What are corporate bond funds?
Corporate bond funds are mutual funds that invest a majority of their money in corporate bonds. Corporate bonds are rated by assessing the degree of risk associated with these bonds. Any bond that is rated in the investment-grade is considered safer compared to bonds that are junk-rated. While junk-rated bonds may promise higher returns, the risk associated with these bonds is also higher. Investing in corporate bond funds that choose top-rated investment-grade bonds is more likely to provide you with assured and stable returns. Should you invest in corporate bond funds? Investing in corporate bond funds comes down to your financial goals and risk profile.

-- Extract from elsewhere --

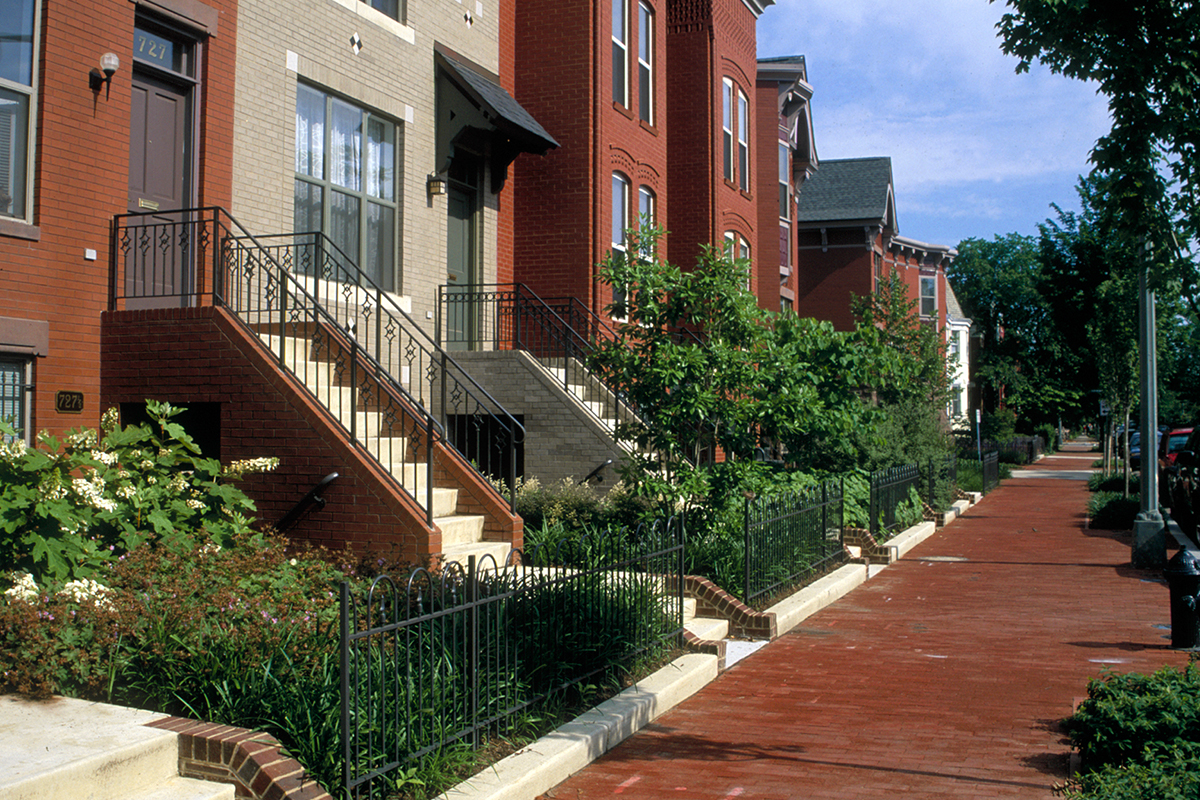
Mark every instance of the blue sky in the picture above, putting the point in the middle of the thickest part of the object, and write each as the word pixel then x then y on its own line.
pixel 976 149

If you are an investor with a low-risk profile seeking to make slightly higher returns than fixed deposits or government bond funds, then corporate bond funds can serve that purpose. These are relatively a low-risk option if you invest in funds that choose highly-rated corporate bonds. If you want to assume a higher risk for better returns, then funds that invest in junk bonds or low-rated corporate bonds can be a good option. However, do note that the default risk with these instruments is high. There may be a higher return potential, but the risk is also higher. It is ideal for you to stay invested in a corporate bond fund for between three to five years for the best returns. Risks to consider Compared to fixed deposits or government bonds, corporate bonds carry a higher risk. While you can mitigate this risk by investing in funds that choose only top-quality bonds, the risk is still higher than other debt mutual funds or government bond funds. Aspects to consider before investing in corporate bond funds
• Corporate bond funds invest in company bonds and debentures of varying maturities. Choose a fund that has an average maturity period of your investment horizon.
• It is essential to have some market knowledge on bonds and debentures to invest in corporate bond funds. Make sure to do your homework.
• If you want rewarding returns at low risk from your investment, choose funds that invest in top-rated corporate bonds and debentures only.